Central Bank Pivots to Savings With Interest Rate at 16.5%
By Bashir Olanrewaju
For the second straight session the Central Bank of Nigeria’s Monetary Policy Committee raised its benchmark interest rate by one percentage point to 16.5 per as the monetary authorities retreated from its anti-savings stance of not long ago in the face of a continuing inflation surge.
It was also the third consecutive occasion the MPC was increasing borrowing costs, having started slowly in July with a 50-basis points increase, with CBN Governor Godwin Emefiele saying the strong tightening stance was beginning to yield results in terms of putting the brakes on accelerating inflation. However, the MPC meeting left unchanged other key parameters such as the cash reserve ratio for banks left at 32.5 percent and the liquidity ratio at 30 percent.
Nigeria’s annual inflation reached 21.09 percent in October, the latest stop in an an eight-month steady climb, as a combination of higher costs for food, fuel and a naira depreciating due to rising import costs took their toll.
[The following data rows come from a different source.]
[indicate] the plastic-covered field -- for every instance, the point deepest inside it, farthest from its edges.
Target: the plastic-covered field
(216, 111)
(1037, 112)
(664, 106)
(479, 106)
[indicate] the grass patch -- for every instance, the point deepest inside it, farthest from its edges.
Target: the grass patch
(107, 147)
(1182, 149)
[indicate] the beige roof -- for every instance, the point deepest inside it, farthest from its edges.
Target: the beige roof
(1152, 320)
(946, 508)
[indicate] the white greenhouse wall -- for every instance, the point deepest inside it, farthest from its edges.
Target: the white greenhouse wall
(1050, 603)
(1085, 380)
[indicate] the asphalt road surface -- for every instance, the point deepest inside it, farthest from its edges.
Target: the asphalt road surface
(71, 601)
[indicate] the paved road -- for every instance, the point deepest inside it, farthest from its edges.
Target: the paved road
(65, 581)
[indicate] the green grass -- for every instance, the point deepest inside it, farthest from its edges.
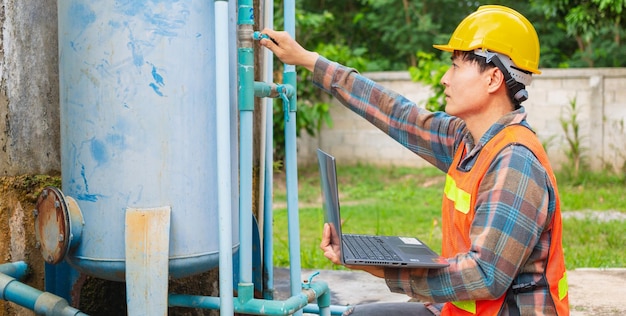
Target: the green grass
(407, 201)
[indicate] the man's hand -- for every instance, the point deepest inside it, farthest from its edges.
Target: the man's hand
(330, 244)
(288, 50)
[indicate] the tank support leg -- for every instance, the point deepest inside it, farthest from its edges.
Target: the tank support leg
(147, 257)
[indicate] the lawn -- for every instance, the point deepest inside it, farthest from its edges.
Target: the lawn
(407, 201)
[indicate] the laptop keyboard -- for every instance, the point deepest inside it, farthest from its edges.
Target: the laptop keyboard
(369, 247)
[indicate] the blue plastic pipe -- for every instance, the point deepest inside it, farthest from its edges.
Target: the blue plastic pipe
(14, 269)
(245, 59)
(223, 157)
(268, 207)
(42, 303)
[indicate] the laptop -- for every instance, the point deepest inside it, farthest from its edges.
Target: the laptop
(389, 251)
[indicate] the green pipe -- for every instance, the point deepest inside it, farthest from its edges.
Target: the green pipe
(272, 90)
(245, 304)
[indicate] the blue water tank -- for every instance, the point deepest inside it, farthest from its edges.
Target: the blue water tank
(137, 96)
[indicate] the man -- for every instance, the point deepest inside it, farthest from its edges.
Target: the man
(501, 217)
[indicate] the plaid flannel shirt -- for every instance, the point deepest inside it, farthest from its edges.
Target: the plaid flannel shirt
(435, 136)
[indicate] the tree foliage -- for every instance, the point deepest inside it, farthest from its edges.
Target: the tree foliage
(379, 35)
With very little tools left to pursue its prime responsibility of maintaining price stability, the central bank has resorted to pursuing a higher interest-rate regime to tame what it deems the excess liquidity in the system and regain control over the money in circulation, and by extension monetary policy. That has also seen it unwind its previous stance a year ago that discouraged higher returns on savings on the grounds that Nigerians were putting away too much money when the economy needed spending.
Closely linked to Emefiele’s plan to check the amount of cash in circulation is the decision the redesign the naira’s highest denomination notes, with holders of old notes given between December 15 and the end of January 2023 to exchange them.